College Division Notes

Carlos Juarez, who coached Cal State San Bernardino’s men’s soccer team to national prominence from 1985 to ‘94, has returned to the program after a year’s leave of absence. Juarez left to be the national coaching coordinator for the U.S. Soccer Federation, which prepared technical analyses for the 1994 World Cup. He returns to direct a soccer program that has been reorganized so that the men’s and women’s teams will be directed by one person--a soccer coordinator. Juarez will be that coordinator, as well as coach of the men’s team. The women’s coach has not been hired yet.

The Cal State Los Angeles women’s tennis team advanced to the NCAA national tournament by beating traditional power Cal Poly Pomona in the regional final, 4-2. It is the first time since 1984 that Pomona will not be going to the tournament. Pomona has won two NCAA titles and made the semifinals four times in the last four years.

Freshman Matt Hernandez and junior Josh Parker combined for a perfect game for Cal Lutheran’s baseball team in a 22-0 victory over Caltech on April 21. Hernandez got the victory and Parker relieved him in the seventh inning. It is the second perfect game and fifth no-hitter for Cal Lutheran. . . . Joe Ruggiero of Whittier hit for the cycle on April 21. . . . Azusa Pacific won the Golden State Athletic Conference baseball championship and received an automatic bid to the NAIA Far West Regional tournament May 16-20. Azusa Pacific Coach Tony Barbone was named the GSAC coach of the year.

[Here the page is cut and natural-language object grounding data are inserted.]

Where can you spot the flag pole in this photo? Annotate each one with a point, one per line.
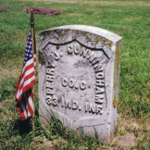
(32, 36)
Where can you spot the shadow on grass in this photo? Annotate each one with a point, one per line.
(24, 127)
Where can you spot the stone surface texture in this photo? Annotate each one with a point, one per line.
(43, 11)
(79, 69)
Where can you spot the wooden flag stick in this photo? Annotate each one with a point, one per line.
(32, 36)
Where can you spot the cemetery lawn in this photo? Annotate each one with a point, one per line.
(128, 18)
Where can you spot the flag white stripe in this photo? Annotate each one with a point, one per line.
(28, 81)
(31, 103)
(20, 91)
(27, 64)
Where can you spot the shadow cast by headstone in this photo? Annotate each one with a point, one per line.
(24, 127)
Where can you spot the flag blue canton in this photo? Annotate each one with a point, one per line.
(28, 53)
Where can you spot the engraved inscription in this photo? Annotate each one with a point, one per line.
(76, 84)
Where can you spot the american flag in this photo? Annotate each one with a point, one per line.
(24, 89)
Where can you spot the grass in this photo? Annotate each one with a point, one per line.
(129, 19)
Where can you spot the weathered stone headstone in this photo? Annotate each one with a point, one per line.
(79, 76)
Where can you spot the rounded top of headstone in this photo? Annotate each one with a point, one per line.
(95, 30)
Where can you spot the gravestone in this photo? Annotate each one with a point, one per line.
(79, 76)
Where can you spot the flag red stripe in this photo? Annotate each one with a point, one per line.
(24, 89)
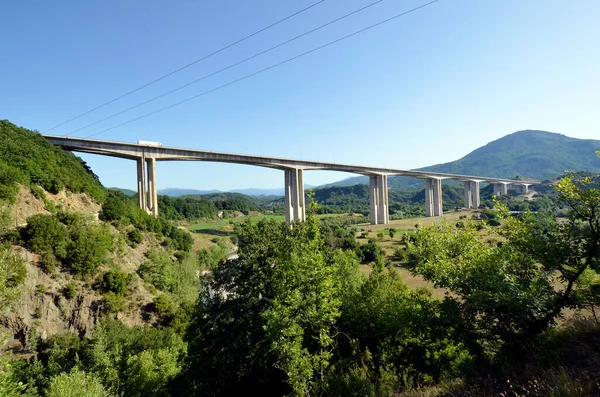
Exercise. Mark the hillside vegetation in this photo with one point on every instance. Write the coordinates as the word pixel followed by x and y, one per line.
pixel 117 303
pixel 29 159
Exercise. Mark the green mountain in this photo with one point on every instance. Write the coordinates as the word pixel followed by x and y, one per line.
pixel 534 154
pixel 29 159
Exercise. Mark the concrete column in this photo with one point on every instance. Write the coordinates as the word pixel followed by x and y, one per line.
pixel 437 197
pixel 468 195
pixel 298 185
pixel 497 189
pixel 373 195
pixel 141 183
pixel 295 210
pixel 383 216
pixel 429 197
pixel 475 198
pixel 152 191
pixel 289 209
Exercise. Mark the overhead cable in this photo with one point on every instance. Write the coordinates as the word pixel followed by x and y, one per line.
pixel 265 69
pixel 227 67
pixel 187 66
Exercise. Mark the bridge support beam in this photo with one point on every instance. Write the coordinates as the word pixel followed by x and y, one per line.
pixel 433 197
pixel 141 165
pixel 475 197
pixel 472 198
pixel 152 191
pixel 468 195
pixel 522 189
pixel 378 196
pixel 295 210
pixel 500 189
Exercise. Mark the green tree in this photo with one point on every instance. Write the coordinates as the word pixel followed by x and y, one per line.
pixel 76 384
pixel 505 293
pixel 266 318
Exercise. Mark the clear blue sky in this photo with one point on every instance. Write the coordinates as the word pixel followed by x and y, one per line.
pixel 424 89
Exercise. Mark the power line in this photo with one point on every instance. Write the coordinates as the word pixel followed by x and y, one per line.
pixel 227 67
pixel 188 65
pixel 267 68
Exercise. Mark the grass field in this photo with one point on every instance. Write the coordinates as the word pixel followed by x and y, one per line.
pixel 220 223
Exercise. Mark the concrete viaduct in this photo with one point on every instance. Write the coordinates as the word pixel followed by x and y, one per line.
pixel 147 154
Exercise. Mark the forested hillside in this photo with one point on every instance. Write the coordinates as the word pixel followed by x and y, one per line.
pixel 27 158
pixel 110 301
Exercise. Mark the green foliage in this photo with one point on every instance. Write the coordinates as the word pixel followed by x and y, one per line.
pixel 67 239
pixel 405 330
pixel 135 237
pixel 164 306
pixel 179 208
pixel 88 248
pixel 76 384
pixel 115 281
pixel 114 303
pixel 27 158
pixel 9 387
pixel 158 270
pixel 135 361
pixel 370 252
pixel 46 234
pixel 12 275
pixel 504 294
pixel 211 257
pixel 70 290
pixel 265 316
pixel 123 210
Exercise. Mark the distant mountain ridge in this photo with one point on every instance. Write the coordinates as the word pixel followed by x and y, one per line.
pixel 529 153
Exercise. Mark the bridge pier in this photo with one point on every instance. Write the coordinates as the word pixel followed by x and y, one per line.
pixel 147 192
pixel 295 210
pixel 472 198
pixel 141 164
pixel 500 189
pixel 433 197
pixel 378 197
pixel 152 190
pixel 522 189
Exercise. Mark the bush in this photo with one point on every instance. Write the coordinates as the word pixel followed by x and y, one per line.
pixel 370 252
pixel 115 281
pixel 164 306
pixel 158 270
pixel 135 237
pixel 76 383
pixel 70 290
pixel 114 303
pixel 46 234
pixel 48 262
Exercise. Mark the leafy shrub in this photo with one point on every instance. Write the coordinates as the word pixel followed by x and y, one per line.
pixel 115 281
pixel 76 381
pixel 135 237
pixel 45 233
pixel 70 290
pixel 158 270
pixel 114 303
pixel 370 252
pixel 28 158
pixel 164 306
pixel 48 262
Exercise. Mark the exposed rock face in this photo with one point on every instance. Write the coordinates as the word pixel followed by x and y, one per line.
pixel 43 306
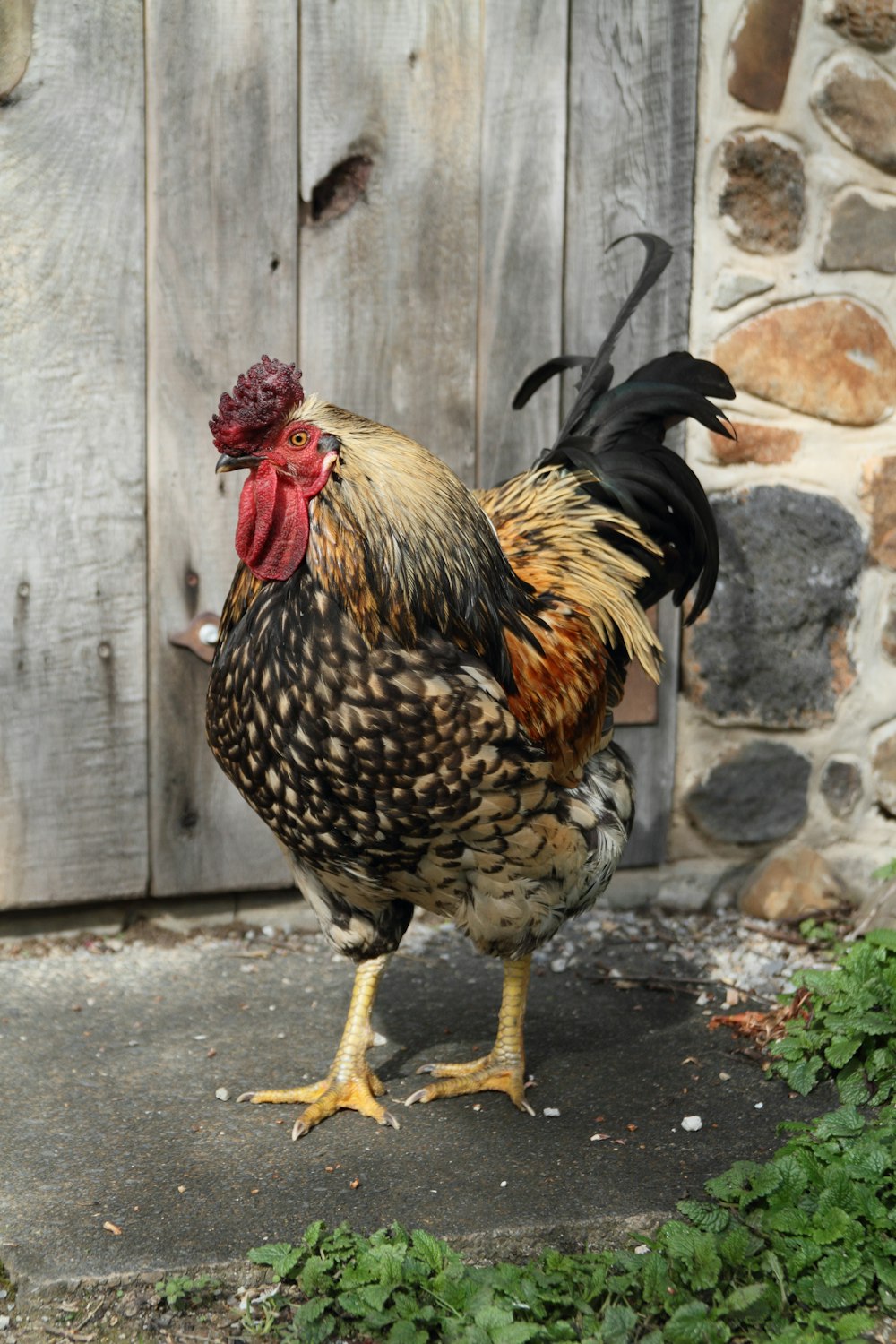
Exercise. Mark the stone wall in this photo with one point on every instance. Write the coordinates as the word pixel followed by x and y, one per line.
pixel 788 715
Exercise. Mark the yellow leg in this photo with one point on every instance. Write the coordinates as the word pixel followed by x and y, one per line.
pixel 504 1067
pixel 349 1085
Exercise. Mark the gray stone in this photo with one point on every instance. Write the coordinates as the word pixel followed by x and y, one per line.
pixel 841 787
pixel 871 23
pixel 861 234
pixel 883 763
pixel 856 101
pixel 756 796
pixel 734 287
pixel 764 193
pixel 110 1110
pixel 771 650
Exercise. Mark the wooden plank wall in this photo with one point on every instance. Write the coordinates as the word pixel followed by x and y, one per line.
pixel 222 273
pixel 73 655
pixel 508 145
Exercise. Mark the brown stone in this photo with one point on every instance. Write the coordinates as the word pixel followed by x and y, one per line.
pixel 823 357
pixel 793 886
pixel 764 444
pixel 879 497
pixel 762 50
pixel 856 101
pixel 871 23
pixel 861 234
pixel 764 194
pixel 16 23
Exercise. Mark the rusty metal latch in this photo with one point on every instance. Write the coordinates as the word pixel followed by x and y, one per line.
pixel 201 636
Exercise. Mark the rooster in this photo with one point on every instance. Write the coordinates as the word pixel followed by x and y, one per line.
pixel 414 682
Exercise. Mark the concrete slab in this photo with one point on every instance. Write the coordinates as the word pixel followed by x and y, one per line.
pixel 117 1159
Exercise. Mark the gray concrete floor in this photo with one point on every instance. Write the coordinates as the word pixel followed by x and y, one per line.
pixel 109 1117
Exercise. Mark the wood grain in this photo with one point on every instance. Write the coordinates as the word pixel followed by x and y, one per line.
pixel 389 292
pixel 524 116
pixel 633 96
pixel 73 736
pixel 222 253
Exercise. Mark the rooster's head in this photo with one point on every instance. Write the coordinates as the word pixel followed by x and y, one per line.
pixel 260 426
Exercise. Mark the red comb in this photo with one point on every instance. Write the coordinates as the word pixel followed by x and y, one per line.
pixel 258 402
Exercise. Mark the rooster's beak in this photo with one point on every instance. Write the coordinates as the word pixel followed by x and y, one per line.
pixel 233 464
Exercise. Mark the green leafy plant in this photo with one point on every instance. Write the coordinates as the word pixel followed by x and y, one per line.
pixel 847 1026
pixel 180 1290
pixel 790 1252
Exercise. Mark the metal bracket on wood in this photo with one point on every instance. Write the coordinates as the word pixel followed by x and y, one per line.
pixel 201 636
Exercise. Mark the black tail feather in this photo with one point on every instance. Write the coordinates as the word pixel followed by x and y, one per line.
pixel 614 435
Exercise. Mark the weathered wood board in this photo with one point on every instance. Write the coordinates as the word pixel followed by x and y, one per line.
pixel 389 292
pixel 524 115
pixel 222 271
pixel 633 97
pixel 73 655
pixel 156 241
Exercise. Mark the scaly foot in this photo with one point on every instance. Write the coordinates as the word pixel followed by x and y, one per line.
pixel 495 1072
pixel 327 1097
pixel 504 1067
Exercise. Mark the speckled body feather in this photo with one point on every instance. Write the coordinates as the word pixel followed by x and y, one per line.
pixel 419 710
pixel 398 777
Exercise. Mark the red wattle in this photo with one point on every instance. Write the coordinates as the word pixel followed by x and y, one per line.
pixel 271 531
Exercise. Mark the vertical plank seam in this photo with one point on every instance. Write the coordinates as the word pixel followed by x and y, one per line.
pixel 148 669
pixel 564 237
pixel 297 296
pixel 478 381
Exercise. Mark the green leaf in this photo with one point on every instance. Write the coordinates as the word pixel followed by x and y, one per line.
pixel 852 1088
pixel 405 1332
pixel 618 1325
pixel 855 1324
pixel 841 1050
pixel 842 1123
pixel 748 1300
pixel 281 1255
pixel 520 1332
pixel 804 1074
pixel 429 1249
pixel 692 1324
pixel 708 1218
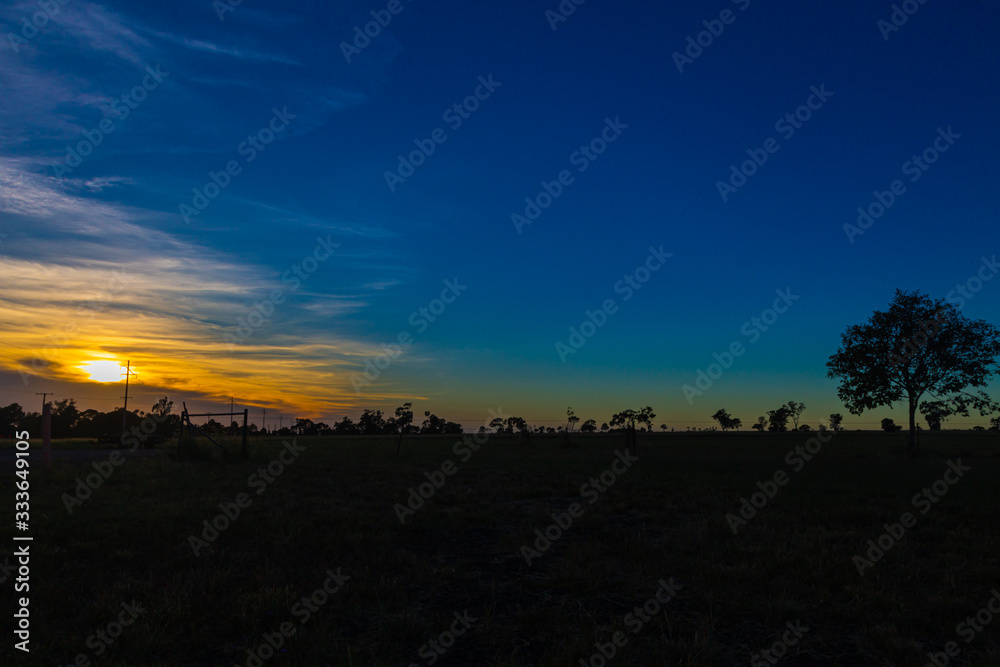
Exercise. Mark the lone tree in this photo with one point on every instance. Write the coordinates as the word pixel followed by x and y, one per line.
pixel 571 418
pixel 627 419
pixel 726 421
pixel 795 411
pixel 917 346
pixel 835 420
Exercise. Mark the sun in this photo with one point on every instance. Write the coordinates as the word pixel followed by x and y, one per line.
pixel 105 370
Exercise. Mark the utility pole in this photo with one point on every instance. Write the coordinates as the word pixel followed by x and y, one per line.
pixel 43 394
pixel 128 372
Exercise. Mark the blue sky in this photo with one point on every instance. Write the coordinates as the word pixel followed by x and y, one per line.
pixel 324 177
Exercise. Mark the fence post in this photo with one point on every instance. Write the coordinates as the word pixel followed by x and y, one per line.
pixel 47 434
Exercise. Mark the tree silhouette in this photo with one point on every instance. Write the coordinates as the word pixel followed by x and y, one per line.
pixel 835 420
pixel 777 420
pixel 794 411
pixel 726 421
pixel 571 418
pixel 945 353
pixel 889 426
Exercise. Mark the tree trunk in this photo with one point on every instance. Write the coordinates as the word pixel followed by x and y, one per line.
pixel 912 446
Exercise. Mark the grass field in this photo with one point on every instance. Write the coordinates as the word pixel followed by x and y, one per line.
pixel 330 510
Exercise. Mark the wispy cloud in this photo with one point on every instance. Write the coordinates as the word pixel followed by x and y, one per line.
pixel 169 310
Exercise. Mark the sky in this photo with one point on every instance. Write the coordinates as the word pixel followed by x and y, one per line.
pixel 257 200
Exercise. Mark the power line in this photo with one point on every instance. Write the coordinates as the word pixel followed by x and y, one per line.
pixel 43 394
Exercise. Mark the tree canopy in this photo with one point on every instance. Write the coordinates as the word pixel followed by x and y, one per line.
pixel 916 347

Westmont of Santa Barbara has created a Hall of Fame to honor its top athletes. Initial inductees: Dwight Anderson, baseball, 1953; Chip Cullison and Kathy LeSage, tennis, ‘85; Steve Gay, soccer, ‘70; Paul Herman, track and field, ‘62; Peg Lovik Nicholas, professor and administrator, 1954-79; Dennis Savage, cross-country and track, ‘70, and George Terzian, basketball, ’58.